Для позиции Москвы в отношении китайской революции в это время характерна телеграмма, направленная Бородину, Блюхеру, Рою и Чэнь Дусю постановлением Политбюро ЦК ВКП(б) от 20 июня 1927 г.: «никакого нового курса у нас нет, но у вас не выполняются на деле решения КИ, в первую очередь решения об аграрной революции, вооружении рабочих и крестьян, демократизации состава Гоминьдана»[15]. Тезис в телеграмме «никакого нового курса у нас нет», на наш взгляд, свидетельствовал, что Москва оказалась заложницей радикальных решений Ⅶ пленума ИККИ, от которых она не могла отступить в условиях непредусмотренного развития событий в Китае.
Во Ⅱ томе содержатся документы, характеризующие отношение к директивам Москвы этого периода со стороны М. Бородина, Г. Войтинского, М. Роя, Ван Цзинвэя и других. Все они в разных формулировках сходились в том, что выполнить директивы Москвы в сложившейся обстановке нереально, делались зыбкие предположения со стороны Роя, Ван Цзинвэя и отчасти Бородина[16], что осуществить резолюции Москвы можно было бы, «отвоевав» Гуандун.

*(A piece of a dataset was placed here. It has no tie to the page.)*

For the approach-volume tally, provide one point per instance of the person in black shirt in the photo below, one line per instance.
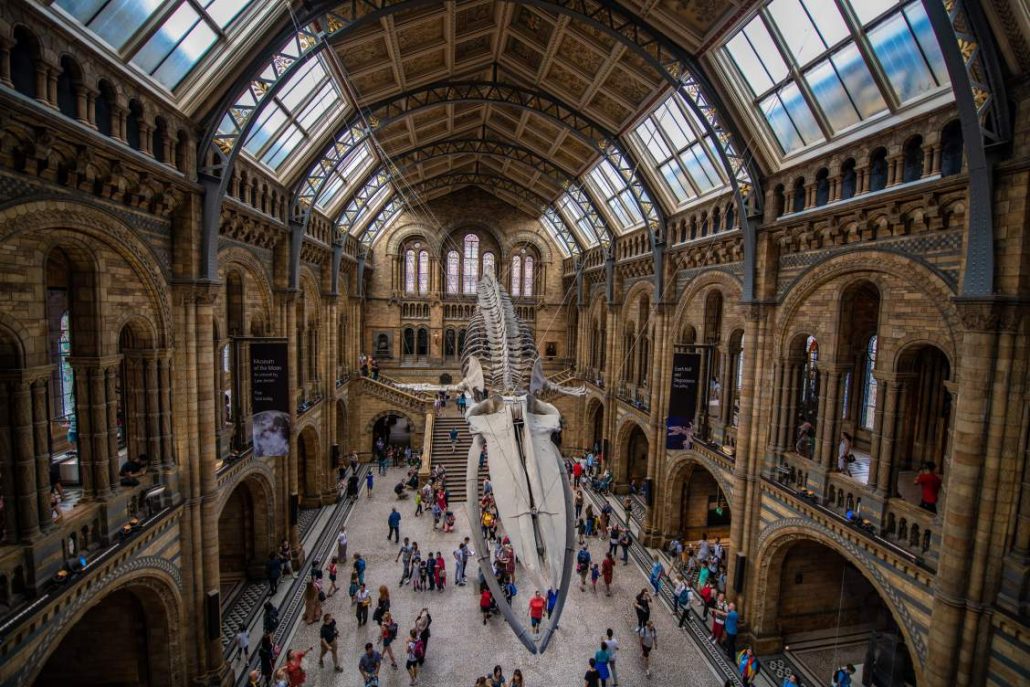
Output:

Из их высказываний следовало, что, по их мнению, Ухань придется покинуть.
Постановление Политбюро ЦК ВКП(б) от 8 июля содержало новые, ещё более «левые» оценки ситуации в Китае и новые директивы ЦК КПК, изложенные в «Постановлении ИККИ о текущем моменте китайской революции» от 13 июля 1927 г.[17] Эти документы снимали все варианты тактики, связанной с расчётами на реорганизацию и использование уханьского Гоминьдана и его правительства. В них говорилось, что Ухань становится контрреволюционной силой, что верхушка Гоминьдана «прикрывает контрреволюцию». В целом эти решения означали уже официальное признание произошедшего на практике демонтажа политики единого национального фронта, осуществлявшейся с 1923 г. в форме сотрудничества СССР, Коминтерна и КПК с Гоминьданом, перехода к конфронтации с бывшими союзниками. 15 июля 1927 г. ЦИК ГМД в Ухани независимо от приведённого постановления принял решение о разрыве отношений с КПК. Единый фронт прекратил существование.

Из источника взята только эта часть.